If a third country (that is, a country outside the EU/EEA) has an adequate level of protection, it is allowed to transfer personal data there without having to take any special security measures or get permission. However, it is not a company that can decide whether a country has an adequate level of protection or not, as it is only the European Commission that decides on this.
When making the assessment, the European Commission looks at, among other things, whether the country has an independent national supervisory authority for handling data protection issues, what legal possibilities data subjects have, whether the country respects human rights, etc. Please note that, for example, a region or state may have an adequate level of protection. In other words, it does not necessarily have to be a whole country per se that the decision covers.
Cross-border processing of personal data
When a processing of personal data is related to two or more countries within the EU, it is a cross-border processing of personal data. It may be that the company operates in several countries and sends personal data to the head office located in one of the countries for administration. Another example could be if the processing of personal data in a specific country is highly likely or will significantly affect data subjects in two or more Member States.

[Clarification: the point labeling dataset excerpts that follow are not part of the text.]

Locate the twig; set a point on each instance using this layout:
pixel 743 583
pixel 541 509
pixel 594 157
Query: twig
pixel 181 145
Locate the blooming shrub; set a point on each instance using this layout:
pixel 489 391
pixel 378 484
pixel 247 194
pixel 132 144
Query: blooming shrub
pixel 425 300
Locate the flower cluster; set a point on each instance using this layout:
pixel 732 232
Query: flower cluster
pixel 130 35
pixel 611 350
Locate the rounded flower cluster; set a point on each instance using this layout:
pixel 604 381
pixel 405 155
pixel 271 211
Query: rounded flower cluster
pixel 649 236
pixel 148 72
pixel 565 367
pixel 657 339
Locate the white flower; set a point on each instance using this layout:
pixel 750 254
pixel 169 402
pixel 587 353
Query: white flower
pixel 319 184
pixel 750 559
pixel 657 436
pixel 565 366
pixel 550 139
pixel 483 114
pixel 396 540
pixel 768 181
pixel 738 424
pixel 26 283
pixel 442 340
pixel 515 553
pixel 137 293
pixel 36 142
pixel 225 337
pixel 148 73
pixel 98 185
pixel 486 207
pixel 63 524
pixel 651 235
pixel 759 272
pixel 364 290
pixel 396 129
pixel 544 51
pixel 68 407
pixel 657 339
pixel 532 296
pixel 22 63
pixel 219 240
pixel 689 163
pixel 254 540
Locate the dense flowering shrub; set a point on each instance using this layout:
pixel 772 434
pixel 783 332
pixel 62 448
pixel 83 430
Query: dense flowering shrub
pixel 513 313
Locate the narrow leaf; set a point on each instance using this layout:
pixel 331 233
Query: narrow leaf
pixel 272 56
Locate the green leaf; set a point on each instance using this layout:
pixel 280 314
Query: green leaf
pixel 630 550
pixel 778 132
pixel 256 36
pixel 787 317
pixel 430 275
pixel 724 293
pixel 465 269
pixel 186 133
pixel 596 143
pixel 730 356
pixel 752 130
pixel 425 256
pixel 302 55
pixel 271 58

Supervisory authority if a company operates in several EU countries
As a general rule, companies should only have contact with a supervisory authority in one country. It does not matter whether the company is a data controller or a data processor. For example, the company does not need to notify a personal data breach involving personal data in several countries to the data protection authority in each country, but only to the company's lead supervisory authority. Therefore, it is important to know which it is. It is the supervisory authority in the country where the company has its main business.
Data subjects do not need to know which is the lead supervisory authority
Data subjects, on the other hand, can submit a notification of a violation of the GDPR to their own national supervisory authority located in their country of residence. Data subjects are thus not required to submit the notification to the company’s lead supervisory authority. The supervisory authorities within the Union cooperate and will transfer the case to the supervisory authority that is most appropriate in the case.
Several supervisory authorities can carry out supervision
It is not uncommon for national supervisors in several countries across the Union to cooperate and carry out targeted supervision together. Many of today’s companies are international and process personal data belonging to individuals who are located in several countries within the EU/EEA. If there is a personal data breach at such an international company, data subjects from several countries may be affected by the breach. In such cases, it may be the case that a supervisory authority carries out the supervision, while supervisory authorities from the other countries provide their views on the matter.
More about roles
Data controllers according to GDPR
It is the controller who determines the purpose and means of the processing, and is responsible for the processing of personal data. It is not a manager or employee of the company, but the company itself that holds this role. However, it may be an individual who is the data controller in some cases. For example, if it is a sole trader, or a private person who has installed a surveillance camera filming a public road. The controller must, among other things, demonstrate compliance with the GDPR. This means, among other things, having appropriate GDPR-related agreements and documents.